Executive hereby assigns to the Company all of Executive’s rights, title, and interest (including but not limited to all patent, trademark, copyright and trade secret rights) in and to all work product prepared by Executive, made or conceived
in whole or in part by Executive within the scope of Executive’s employment by the Company or within six (6) months thereafter, or that relate directly to or involve the use of Confidential Information (“Work Product”). Executive
further acknowledges and agrees that all copyrightable Work Product prepared by Executive within the scope of Executive’s employment with the Company are “works made for hire” and, consequently, that the Company owns all copyrights
thereto. The Executive agrees to execute any and all applications for domestic and foreign patents, copyrights or other proprietary rights and to do such other 

 

 7 

 
acts (including without limitation the execution and delivery of instruments of further assurance or confirmation) requested by the Company to assign the Work Product to the Company and to permit
the Company to enforce any patents, copyrights or other proprietary rights to the Work Product. The Executive will not charge the Company for time spent in complying with these obligations. Notwithstanding the foregoing, any provision in this
Agreement which provides that Executive shall assign, offer to assign, any of his or her rights in an invention to the Company shall not apply to an invention that the Executive developed entirely on his or her own time without using the
Company’s equipment, supplies, facilities, or trade secret information except for those inventions that either: 
 (i)
relate at the time of conception or reduction to practice of the invention to the Company’s business or actual demonstrably anticipated research or development of the Company; or 

(ii) result from any work performed by the Executive for the Company. 

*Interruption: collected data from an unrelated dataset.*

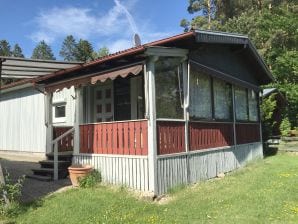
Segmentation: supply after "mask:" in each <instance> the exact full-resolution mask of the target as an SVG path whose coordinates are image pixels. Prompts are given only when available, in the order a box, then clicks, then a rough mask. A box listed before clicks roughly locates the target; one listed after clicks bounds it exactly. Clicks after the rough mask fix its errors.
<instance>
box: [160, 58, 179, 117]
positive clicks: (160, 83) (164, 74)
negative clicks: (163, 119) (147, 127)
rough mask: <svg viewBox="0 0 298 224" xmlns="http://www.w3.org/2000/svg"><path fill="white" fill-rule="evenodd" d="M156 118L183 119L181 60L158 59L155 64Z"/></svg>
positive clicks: (170, 58) (168, 58)
mask: <svg viewBox="0 0 298 224" xmlns="http://www.w3.org/2000/svg"><path fill="white" fill-rule="evenodd" d="M155 95H156V117H157V118H174V119H183V108H182V106H183V72H182V66H181V58H176V57H160V59H159V60H158V61H157V62H156V63H155Z"/></svg>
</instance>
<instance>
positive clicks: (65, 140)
mask: <svg viewBox="0 0 298 224" xmlns="http://www.w3.org/2000/svg"><path fill="white" fill-rule="evenodd" d="M71 128H72V127H53V139H55V138H57V137H59V136H61V135H62V134H64V133H65V132H67V131H68V130H70V129H71ZM64 151H73V133H70V134H69V135H67V136H65V137H64V138H63V139H61V140H60V141H58V152H64Z"/></svg>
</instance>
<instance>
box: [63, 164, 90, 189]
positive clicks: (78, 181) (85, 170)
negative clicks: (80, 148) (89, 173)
mask: <svg viewBox="0 0 298 224" xmlns="http://www.w3.org/2000/svg"><path fill="white" fill-rule="evenodd" d="M91 171H92V166H90V165H71V166H70V167H68V172H69V177H70V180H71V183H72V186H74V187H78V186H79V177H85V176H87V175H88V174H89V173H90V172H91Z"/></svg>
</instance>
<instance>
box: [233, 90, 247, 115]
mask: <svg viewBox="0 0 298 224" xmlns="http://www.w3.org/2000/svg"><path fill="white" fill-rule="evenodd" d="M235 107H236V120H241V121H246V120H248V113H247V107H248V102H247V92H246V89H245V88H241V87H235Z"/></svg>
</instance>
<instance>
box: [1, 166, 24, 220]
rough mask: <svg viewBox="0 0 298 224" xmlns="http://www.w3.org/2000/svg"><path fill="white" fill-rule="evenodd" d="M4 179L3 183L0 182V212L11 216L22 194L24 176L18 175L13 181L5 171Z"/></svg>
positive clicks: (4, 214)
mask: <svg viewBox="0 0 298 224" xmlns="http://www.w3.org/2000/svg"><path fill="white" fill-rule="evenodd" d="M4 180H5V183H1V184H0V194H1V195H0V214H1V215H6V216H13V215H14V214H16V212H17V210H18V205H19V199H20V197H21V194H22V187H23V183H24V180H25V176H22V177H20V178H19V179H18V180H17V181H16V182H15V181H13V180H12V178H11V176H10V174H9V173H8V172H7V171H6V175H5V176H4Z"/></svg>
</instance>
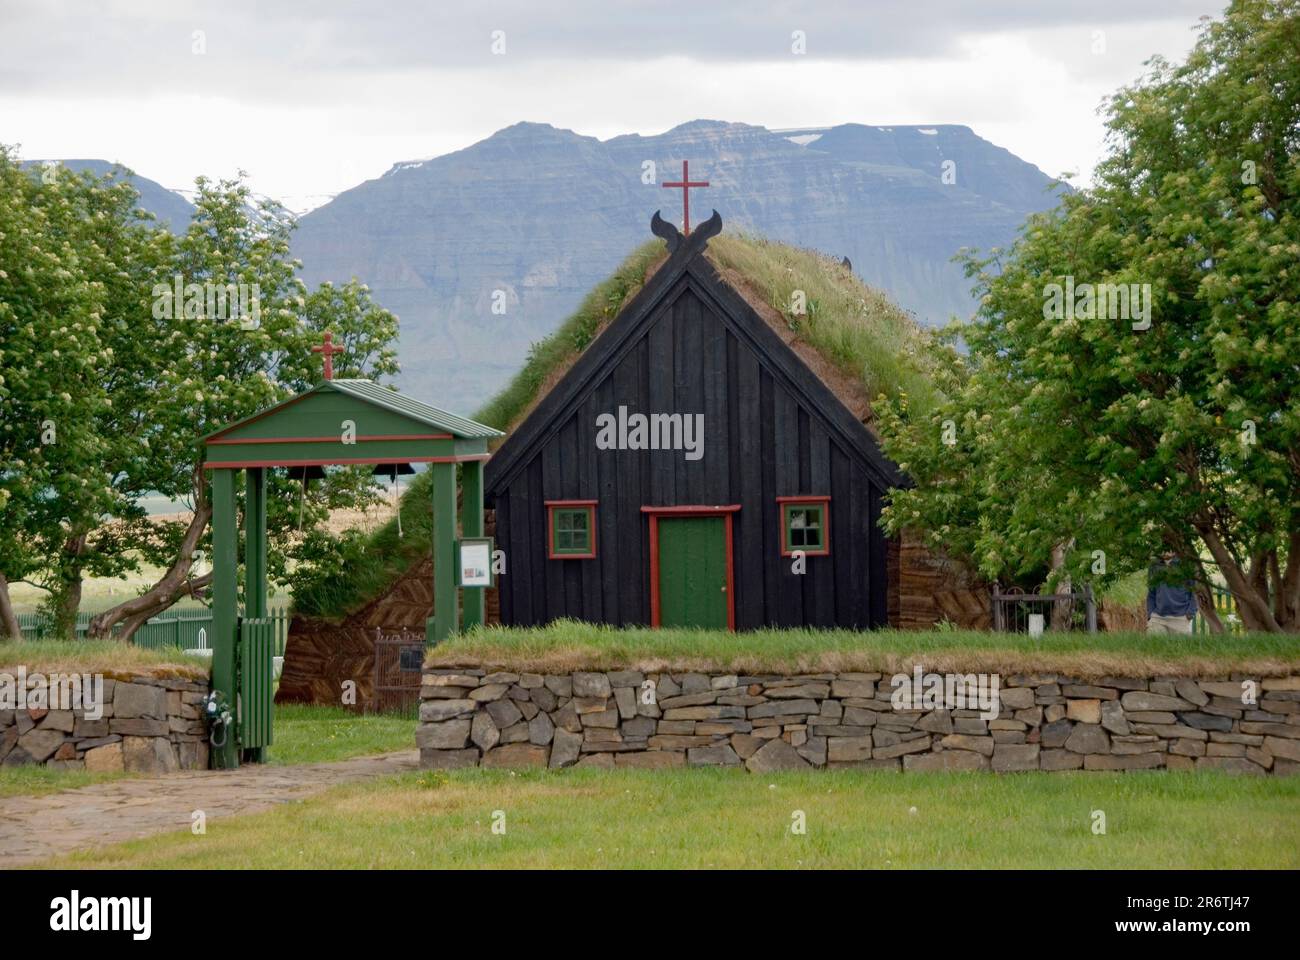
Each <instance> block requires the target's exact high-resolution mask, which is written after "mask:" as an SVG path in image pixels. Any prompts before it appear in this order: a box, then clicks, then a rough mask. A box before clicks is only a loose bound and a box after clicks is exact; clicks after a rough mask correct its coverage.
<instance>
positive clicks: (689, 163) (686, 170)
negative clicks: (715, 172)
mask: <svg viewBox="0 0 1300 960" xmlns="http://www.w3.org/2000/svg"><path fill="white" fill-rule="evenodd" d="M663 186H666V187H679V189H680V190H681V235H682V237H689V235H690V187H695V186H708V181H707V180H697V181H692V180H690V161H689V160H682V161H681V180H679V181H664V183H663Z"/></svg>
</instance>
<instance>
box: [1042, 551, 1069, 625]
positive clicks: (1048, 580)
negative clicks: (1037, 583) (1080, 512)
mask: <svg viewBox="0 0 1300 960" xmlns="http://www.w3.org/2000/svg"><path fill="white" fill-rule="evenodd" d="M1073 545H1074V541H1073V540H1071V541H1070V544H1057V545H1056V546H1053V548H1052V574H1050V575H1049V576H1048V581H1049V583H1050V581H1052V579H1053V576H1054V575H1056V574H1057V572H1058V571H1061V570H1063V568H1065V552H1066V549H1067V548H1069V546H1073ZM1073 585H1074V584H1073V580H1071V579H1070V574H1069V572H1066V574H1065V576H1062V578H1061V579H1060V580H1057V583H1056V585H1054V587H1052V588H1050V589H1052V592H1053V593H1070V591H1071V588H1073ZM1071 613H1073V604H1071V602H1070V601H1067V600H1058V601H1056V602H1054V604H1052V630H1056V631H1062V630H1070V627H1071V623H1070V618H1071Z"/></svg>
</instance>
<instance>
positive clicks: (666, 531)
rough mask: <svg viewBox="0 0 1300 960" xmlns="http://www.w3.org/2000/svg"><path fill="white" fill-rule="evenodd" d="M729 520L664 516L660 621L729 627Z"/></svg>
mask: <svg viewBox="0 0 1300 960" xmlns="http://www.w3.org/2000/svg"><path fill="white" fill-rule="evenodd" d="M727 610H728V596H727V520H725V519H724V518H722V516H660V518H659V624H660V626H663V627H707V628H712V630H727Z"/></svg>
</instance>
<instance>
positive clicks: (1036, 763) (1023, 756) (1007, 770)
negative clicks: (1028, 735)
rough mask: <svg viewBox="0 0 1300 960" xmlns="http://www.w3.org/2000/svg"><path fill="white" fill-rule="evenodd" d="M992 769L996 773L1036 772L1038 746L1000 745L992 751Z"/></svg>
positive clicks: (1012, 744) (1001, 744) (1033, 743)
mask: <svg viewBox="0 0 1300 960" xmlns="http://www.w3.org/2000/svg"><path fill="white" fill-rule="evenodd" d="M993 769H995V770H997V771H998V773H1010V771H1013V770H1037V769H1039V745H1037V744H1036V743H1031V744H1010V743H1000V744H997V745H996V747H995V749H993Z"/></svg>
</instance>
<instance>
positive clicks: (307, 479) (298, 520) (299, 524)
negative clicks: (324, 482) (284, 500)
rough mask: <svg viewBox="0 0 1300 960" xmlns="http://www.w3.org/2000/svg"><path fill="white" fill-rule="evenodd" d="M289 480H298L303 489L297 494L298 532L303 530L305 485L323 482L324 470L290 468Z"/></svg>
mask: <svg viewBox="0 0 1300 960" xmlns="http://www.w3.org/2000/svg"><path fill="white" fill-rule="evenodd" d="M289 479H290V480H298V481H299V483H300V484H302V485H303V489H302V490H299V492H298V531H299V532H302V529H303V509H304V507H305V506H307V485H308V484H309V483H311V481H312V480H324V479H325V470H324V468H322V467H317V466H309V467H290V468H289Z"/></svg>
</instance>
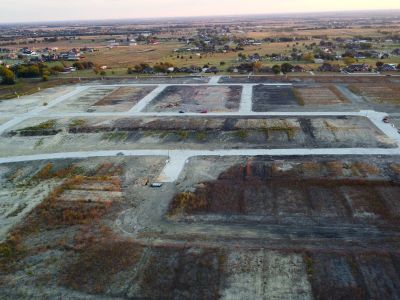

(e) Acknowledgement Regarding Restrictions. The Company has expended a great deal of time, money and effort to develop and
maintain its confidential business information which, if misused or disclosed, could be very harmful to its business and could cause the Company to be at a competitive disadvantage in the marketplace. The Company would not be willing to proceed with
the execution of this Agreement but for the Executive’s signing and agreeing to abide by the terms of this Agreement. The Executive recognizes and acknowledges that he or she has and will have access to Confidential Information of the Company,
and that the Company, in all fairness, needs certain protection in order to ensure that the Executive does not misappropriate or misuse any trade secret or other Confidential Information or take any other action which could result in a loss of the
goodwill of the Company and, more generally, to prevent the Executive from having or providing others with an unfair competitive advantage over the Company. To that end, the Executive acknowledges that the foregoing restrictions, both separately and
in total, are reasonable and enforceable in view of the Company’s legitimate interests in protecting the goodwill, confidential information and customer loyalty of its business. To the extent that any provision of this Agreement is adjudicated
to be invalid or unenforceable because it is somehow overbroad or otherwise unreasonable, that provision shall not be void but rather shall be limited only to the extent required by applicable law and enforced as so limited to the greatest extent
allowed by law, and the validity or enforceability of the remaining provisions of this Agreement shall be unaffected and such adjudication shall not affect the validity or enforceability of such remaining provisions. 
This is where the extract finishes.